The impact on the share prices of the companies was less dramatic than might have been expected. Although BP’s share price on Monday (28 March) fell as much as 7% during the day, it recovered to finish the day down 3.95%, but fell 1.77% yesterday. Shell closed on Tuesday (1 March) down just 0.68% lower.
Streeter says the initial reaction has been “pretty limited” given the scale of the impairment and suggests investors are factoring in “reputational damage of continuing to do business with Russia”. Indeed, the relatively mild share price falls – particularly for Shell – could be seen as “a vote of approval for this wave of corporate censure”, she adds.

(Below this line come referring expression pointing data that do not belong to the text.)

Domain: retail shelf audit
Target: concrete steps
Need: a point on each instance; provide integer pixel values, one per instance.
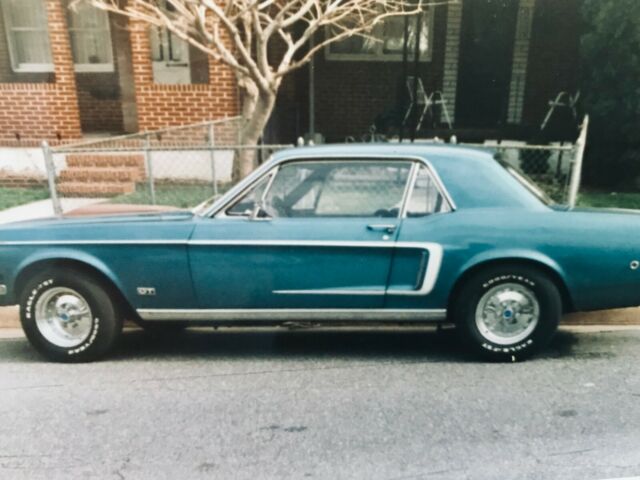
(101, 175)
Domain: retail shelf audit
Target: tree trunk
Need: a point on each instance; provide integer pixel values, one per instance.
(257, 106)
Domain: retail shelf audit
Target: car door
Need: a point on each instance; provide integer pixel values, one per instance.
(419, 249)
(310, 234)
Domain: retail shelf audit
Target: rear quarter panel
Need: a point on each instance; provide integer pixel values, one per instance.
(589, 251)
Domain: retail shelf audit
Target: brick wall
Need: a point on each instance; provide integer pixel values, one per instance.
(553, 62)
(99, 97)
(351, 94)
(99, 102)
(36, 111)
(162, 105)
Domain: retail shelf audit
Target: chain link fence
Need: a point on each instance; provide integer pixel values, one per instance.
(182, 167)
(556, 169)
(175, 167)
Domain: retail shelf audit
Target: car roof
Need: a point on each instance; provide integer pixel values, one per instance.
(471, 176)
(426, 150)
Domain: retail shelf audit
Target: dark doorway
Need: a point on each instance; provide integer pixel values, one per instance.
(486, 51)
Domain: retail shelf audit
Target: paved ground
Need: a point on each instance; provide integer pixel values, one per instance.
(323, 405)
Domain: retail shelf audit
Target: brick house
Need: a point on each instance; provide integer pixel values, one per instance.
(497, 63)
(65, 74)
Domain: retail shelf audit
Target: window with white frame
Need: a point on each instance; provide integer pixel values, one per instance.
(169, 57)
(25, 24)
(90, 36)
(386, 41)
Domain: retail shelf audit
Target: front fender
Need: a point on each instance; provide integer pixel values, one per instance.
(66, 254)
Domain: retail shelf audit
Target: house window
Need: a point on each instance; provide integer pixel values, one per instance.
(170, 57)
(27, 35)
(90, 39)
(386, 41)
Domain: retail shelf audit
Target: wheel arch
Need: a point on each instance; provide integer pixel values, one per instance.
(549, 268)
(86, 266)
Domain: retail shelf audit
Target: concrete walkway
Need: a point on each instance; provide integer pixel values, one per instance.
(43, 209)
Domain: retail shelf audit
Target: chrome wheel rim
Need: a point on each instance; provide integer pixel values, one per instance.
(63, 317)
(507, 313)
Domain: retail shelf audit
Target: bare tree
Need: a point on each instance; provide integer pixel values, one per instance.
(245, 34)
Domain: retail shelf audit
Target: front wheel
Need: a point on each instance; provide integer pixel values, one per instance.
(507, 312)
(68, 316)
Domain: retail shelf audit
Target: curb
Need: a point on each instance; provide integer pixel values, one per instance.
(9, 318)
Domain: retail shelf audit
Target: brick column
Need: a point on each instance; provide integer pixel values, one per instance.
(451, 57)
(520, 61)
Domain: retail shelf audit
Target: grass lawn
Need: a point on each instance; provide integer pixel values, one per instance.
(612, 200)
(176, 195)
(13, 197)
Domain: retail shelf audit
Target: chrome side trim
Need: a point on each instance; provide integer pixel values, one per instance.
(332, 291)
(428, 282)
(265, 315)
(93, 242)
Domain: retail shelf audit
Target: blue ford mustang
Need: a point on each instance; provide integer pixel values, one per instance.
(373, 234)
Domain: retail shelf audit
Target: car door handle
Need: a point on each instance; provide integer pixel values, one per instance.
(388, 228)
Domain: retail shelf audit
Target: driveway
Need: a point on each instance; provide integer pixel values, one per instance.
(323, 405)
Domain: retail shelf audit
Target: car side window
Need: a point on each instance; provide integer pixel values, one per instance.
(338, 189)
(247, 203)
(426, 197)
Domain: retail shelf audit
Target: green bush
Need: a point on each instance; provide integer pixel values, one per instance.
(610, 73)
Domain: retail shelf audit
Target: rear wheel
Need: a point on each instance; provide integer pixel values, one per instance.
(507, 312)
(68, 316)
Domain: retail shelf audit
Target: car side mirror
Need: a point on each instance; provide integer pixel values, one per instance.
(259, 213)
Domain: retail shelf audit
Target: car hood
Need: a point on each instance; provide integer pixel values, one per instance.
(158, 226)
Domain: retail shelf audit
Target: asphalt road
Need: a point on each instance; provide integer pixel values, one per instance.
(323, 405)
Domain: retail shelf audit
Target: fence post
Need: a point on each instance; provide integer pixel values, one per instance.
(576, 173)
(51, 178)
(147, 159)
(212, 155)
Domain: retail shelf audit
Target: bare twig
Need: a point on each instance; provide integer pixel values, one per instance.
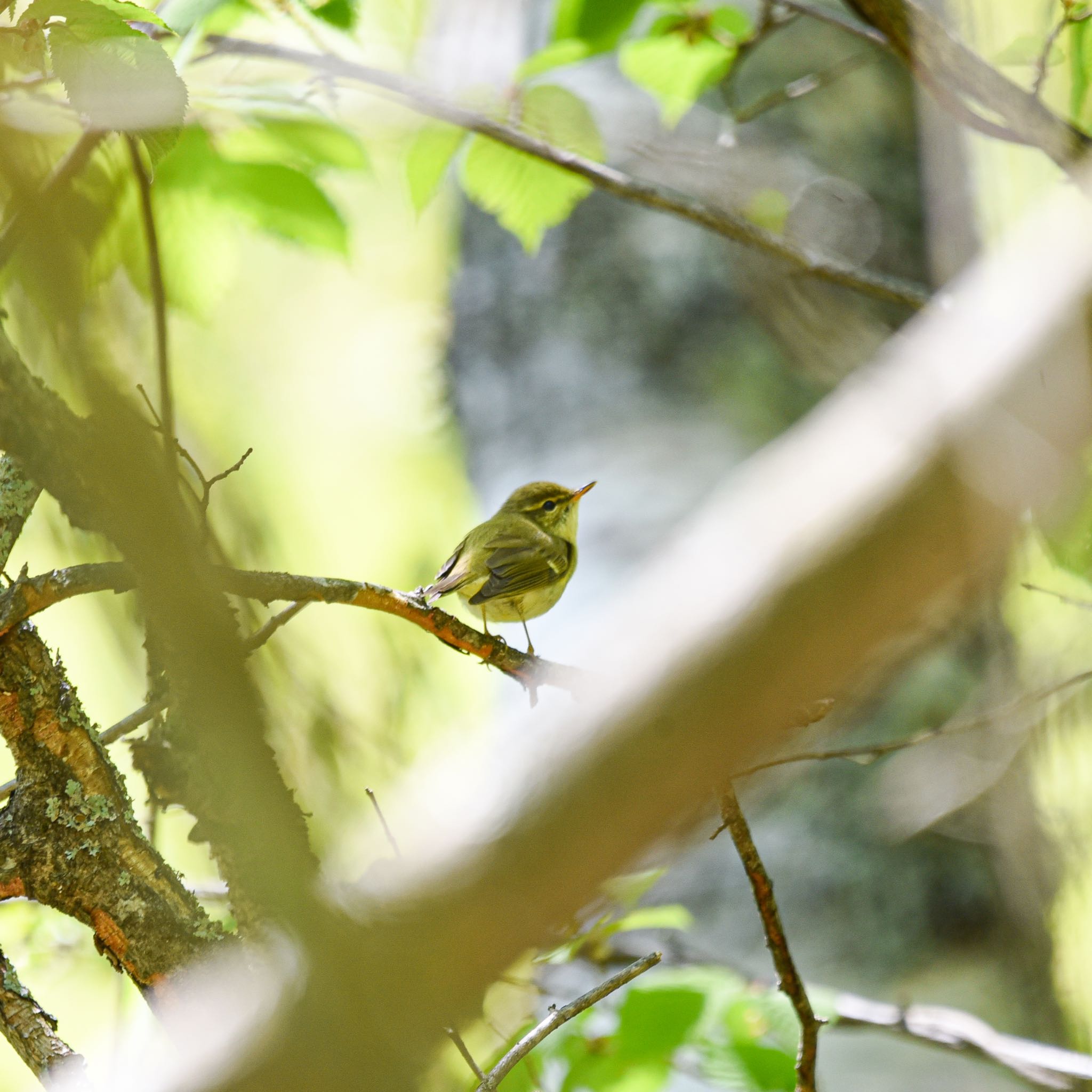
(206, 483)
(33, 1034)
(158, 298)
(798, 89)
(1044, 58)
(1068, 600)
(31, 596)
(608, 179)
(558, 1017)
(789, 980)
(157, 704)
(462, 1049)
(387, 830)
(74, 162)
(872, 752)
(1048, 1066)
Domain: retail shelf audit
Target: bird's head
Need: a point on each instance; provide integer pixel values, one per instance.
(551, 506)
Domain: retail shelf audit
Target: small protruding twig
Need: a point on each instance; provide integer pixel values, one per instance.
(461, 1048)
(382, 820)
(789, 979)
(558, 1017)
(158, 298)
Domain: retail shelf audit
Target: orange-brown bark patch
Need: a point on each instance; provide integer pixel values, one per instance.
(11, 720)
(76, 749)
(12, 889)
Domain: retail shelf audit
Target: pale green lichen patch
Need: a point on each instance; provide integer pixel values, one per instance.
(81, 813)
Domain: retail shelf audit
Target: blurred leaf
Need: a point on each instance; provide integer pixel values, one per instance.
(654, 1022)
(557, 54)
(119, 78)
(275, 198)
(769, 209)
(674, 70)
(307, 143)
(23, 53)
(340, 13)
(433, 148)
(526, 195)
(601, 23)
(77, 11)
(1027, 50)
(630, 889)
(669, 917)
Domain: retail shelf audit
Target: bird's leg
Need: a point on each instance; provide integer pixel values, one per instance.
(531, 648)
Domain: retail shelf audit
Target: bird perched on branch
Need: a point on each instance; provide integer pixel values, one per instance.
(516, 565)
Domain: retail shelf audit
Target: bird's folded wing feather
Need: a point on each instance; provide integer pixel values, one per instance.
(519, 565)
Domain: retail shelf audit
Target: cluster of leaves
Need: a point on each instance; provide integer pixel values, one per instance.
(703, 1021)
(674, 51)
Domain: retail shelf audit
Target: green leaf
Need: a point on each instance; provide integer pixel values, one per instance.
(339, 13)
(272, 197)
(434, 147)
(119, 78)
(42, 10)
(601, 23)
(556, 55)
(630, 889)
(669, 917)
(654, 1022)
(307, 143)
(526, 195)
(674, 70)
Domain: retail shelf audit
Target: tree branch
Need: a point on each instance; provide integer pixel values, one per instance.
(608, 179)
(1048, 1066)
(789, 980)
(31, 596)
(878, 751)
(158, 300)
(32, 1033)
(558, 1017)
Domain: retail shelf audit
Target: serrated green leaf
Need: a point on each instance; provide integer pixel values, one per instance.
(556, 55)
(674, 70)
(340, 13)
(307, 143)
(601, 23)
(654, 1022)
(669, 917)
(630, 889)
(42, 10)
(272, 197)
(525, 194)
(433, 149)
(733, 21)
(115, 76)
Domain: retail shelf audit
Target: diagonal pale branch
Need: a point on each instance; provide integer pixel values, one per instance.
(789, 979)
(558, 1017)
(608, 179)
(31, 596)
(32, 1033)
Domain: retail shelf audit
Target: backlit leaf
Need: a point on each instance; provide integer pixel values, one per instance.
(525, 194)
(674, 70)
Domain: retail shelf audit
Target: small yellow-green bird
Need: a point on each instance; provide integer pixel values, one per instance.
(516, 565)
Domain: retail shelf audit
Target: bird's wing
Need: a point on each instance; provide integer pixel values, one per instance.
(453, 574)
(519, 565)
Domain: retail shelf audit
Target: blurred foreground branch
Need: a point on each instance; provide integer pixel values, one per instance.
(32, 1033)
(789, 979)
(608, 179)
(28, 597)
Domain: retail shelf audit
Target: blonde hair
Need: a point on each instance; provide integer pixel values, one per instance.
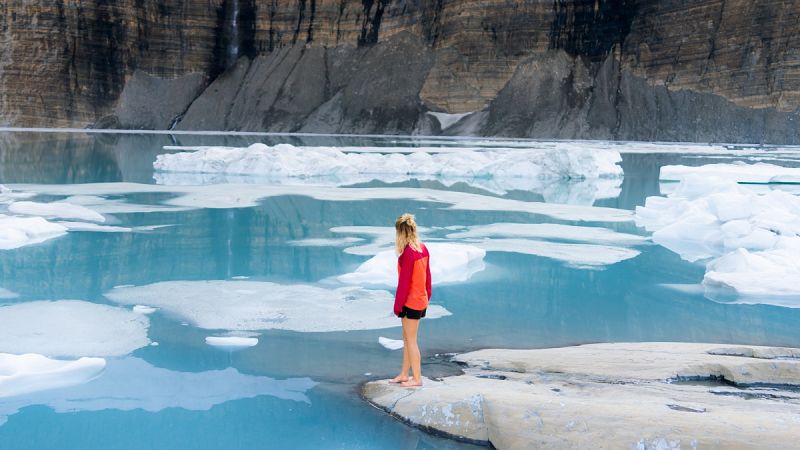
(406, 233)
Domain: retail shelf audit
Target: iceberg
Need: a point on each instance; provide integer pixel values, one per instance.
(28, 373)
(749, 241)
(231, 343)
(254, 305)
(450, 263)
(71, 328)
(131, 383)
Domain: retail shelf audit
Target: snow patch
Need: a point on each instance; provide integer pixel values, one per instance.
(390, 344)
(16, 232)
(255, 305)
(450, 263)
(28, 373)
(231, 343)
(131, 383)
(71, 328)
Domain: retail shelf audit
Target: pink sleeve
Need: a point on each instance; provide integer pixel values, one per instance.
(428, 275)
(404, 280)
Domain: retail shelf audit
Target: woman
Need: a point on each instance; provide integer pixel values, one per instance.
(413, 294)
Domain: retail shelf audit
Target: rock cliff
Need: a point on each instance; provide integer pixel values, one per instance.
(705, 70)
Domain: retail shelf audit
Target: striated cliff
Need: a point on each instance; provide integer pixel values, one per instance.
(702, 70)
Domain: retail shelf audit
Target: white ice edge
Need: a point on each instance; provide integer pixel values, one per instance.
(28, 373)
(591, 174)
(246, 195)
(450, 263)
(390, 344)
(253, 305)
(71, 328)
(751, 239)
(738, 172)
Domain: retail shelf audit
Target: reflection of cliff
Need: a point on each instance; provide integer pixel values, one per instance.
(709, 70)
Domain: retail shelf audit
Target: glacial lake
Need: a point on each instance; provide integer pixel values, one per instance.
(577, 271)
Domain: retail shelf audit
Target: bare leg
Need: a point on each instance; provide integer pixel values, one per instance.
(411, 326)
(406, 360)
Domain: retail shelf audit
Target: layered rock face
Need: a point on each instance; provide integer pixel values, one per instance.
(707, 70)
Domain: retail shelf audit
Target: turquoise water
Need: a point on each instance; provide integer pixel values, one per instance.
(518, 300)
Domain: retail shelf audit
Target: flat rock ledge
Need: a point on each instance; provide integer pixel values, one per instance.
(632, 395)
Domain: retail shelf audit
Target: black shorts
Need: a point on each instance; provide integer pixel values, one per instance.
(413, 313)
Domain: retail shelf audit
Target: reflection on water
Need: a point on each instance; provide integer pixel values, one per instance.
(519, 300)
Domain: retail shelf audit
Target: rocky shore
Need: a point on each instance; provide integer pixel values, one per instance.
(631, 395)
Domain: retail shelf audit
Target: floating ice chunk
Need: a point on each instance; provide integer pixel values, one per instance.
(390, 344)
(18, 232)
(382, 239)
(578, 255)
(255, 305)
(755, 237)
(231, 343)
(71, 328)
(739, 172)
(142, 309)
(83, 226)
(131, 383)
(450, 263)
(24, 374)
(60, 210)
(5, 294)
(547, 231)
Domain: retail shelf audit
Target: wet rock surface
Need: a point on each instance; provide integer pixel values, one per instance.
(644, 395)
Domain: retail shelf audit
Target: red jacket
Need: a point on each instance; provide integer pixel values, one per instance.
(414, 280)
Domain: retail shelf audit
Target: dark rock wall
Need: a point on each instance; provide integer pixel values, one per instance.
(722, 70)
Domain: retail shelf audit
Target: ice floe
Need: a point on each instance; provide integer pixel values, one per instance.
(231, 342)
(738, 171)
(497, 170)
(390, 344)
(24, 374)
(255, 305)
(132, 383)
(6, 294)
(247, 195)
(450, 263)
(71, 328)
(56, 210)
(754, 238)
(18, 232)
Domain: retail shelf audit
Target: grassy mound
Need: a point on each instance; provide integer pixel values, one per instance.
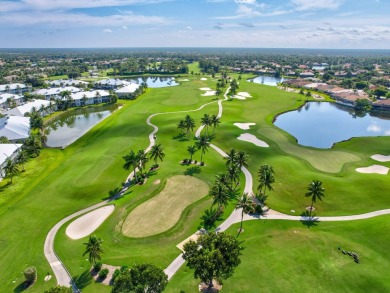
(163, 211)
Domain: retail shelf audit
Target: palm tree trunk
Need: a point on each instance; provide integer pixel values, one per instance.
(242, 219)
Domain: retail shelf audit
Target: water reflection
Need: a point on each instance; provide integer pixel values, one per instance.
(321, 125)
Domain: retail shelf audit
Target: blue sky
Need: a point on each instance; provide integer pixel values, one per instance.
(361, 24)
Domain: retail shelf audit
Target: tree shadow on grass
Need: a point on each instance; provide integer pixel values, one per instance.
(309, 221)
(180, 137)
(83, 280)
(192, 170)
(22, 286)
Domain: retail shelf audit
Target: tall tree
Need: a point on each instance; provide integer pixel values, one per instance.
(131, 160)
(266, 178)
(246, 204)
(202, 144)
(93, 249)
(10, 168)
(142, 278)
(157, 153)
(315, 191)
(213, 256)
(191, 150)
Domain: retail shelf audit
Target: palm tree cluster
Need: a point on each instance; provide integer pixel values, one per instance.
(186, 125)
(266, 179)
(138, 161)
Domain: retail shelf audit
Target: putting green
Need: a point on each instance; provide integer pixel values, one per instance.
(163, 211)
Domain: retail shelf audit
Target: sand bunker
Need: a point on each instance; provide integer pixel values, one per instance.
(381, 158)
(244, 126)
(253, 139)
(242, 96)
(88, 223)
(209, 93)
(374, 169)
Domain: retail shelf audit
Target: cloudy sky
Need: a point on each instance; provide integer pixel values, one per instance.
(196, 23)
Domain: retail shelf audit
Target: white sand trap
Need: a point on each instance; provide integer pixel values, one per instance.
(244, 126)
(377, 169)
(209, 93)
(88, 223)
(381, 158)
(244, 94)
(253, 139)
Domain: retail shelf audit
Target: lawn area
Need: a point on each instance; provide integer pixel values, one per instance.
(179, 192)
(285, 256)
(61, 182)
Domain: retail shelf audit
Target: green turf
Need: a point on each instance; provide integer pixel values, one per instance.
(62, 182)
(285, 256)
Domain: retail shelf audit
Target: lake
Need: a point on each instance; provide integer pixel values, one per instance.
(155, 81)
(268, 80)
(321, 124)
(69, 126)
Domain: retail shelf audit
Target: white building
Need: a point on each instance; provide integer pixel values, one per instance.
(67, 82)
(90, 97)
(14, 88)
(56, 91)
(15, 128)
(127, 90)
(4, 100)
(111, 83)
(26, 108)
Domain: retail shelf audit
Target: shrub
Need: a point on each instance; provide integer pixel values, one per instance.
(30, 274)
(115, 274)
(103, 273)
(97, 266)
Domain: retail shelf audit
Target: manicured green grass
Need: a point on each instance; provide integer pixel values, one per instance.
(285, 256)
(63, 182)
(179, 192)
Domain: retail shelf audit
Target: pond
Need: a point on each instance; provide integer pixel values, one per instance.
(268, 80)
(321, 124)
(155, 81)
(69, 126)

Adam Matthews, chief responsible investment officer for the Church of England Pensions Board’s £3bn ($4bn) in assets, certainly thinks so. In a LinkedIn post on 28 March he called Shell’s move the “right decision”.
A hit for renewables?
Of course, managing these withdrawals will be no simple task. None of the companies that have said that they intend to leave Russia has given any indication of how they would do it.
“Based on current market conditions, a private sale is more likely, but would probably require a material discount,” says Jefferies’ Romeo.
The moves also pose a longer-term problem: Russian asset write-downs could throw a spanner in the works of the oil companies’ transition to renewable energy. BP disentangling itself from Rosneft could limit the extent to which it can continue to accelerate its transition, says Streeter.
Campaigners have long targeted BP and Shell for dragging their feet on this front. This could be a concern now that – as European politicians and others have pointed out – the need to expand renewable power capacity is all the more urgent to reduce dependence on Russian fossil fuels.
Ultimately, however, BP, Equinor and Shell have set hugely significant precedents showing that corporates can take huge commercial hits to their business with an eye on long-term sustainability – and investors may even applaud them for it.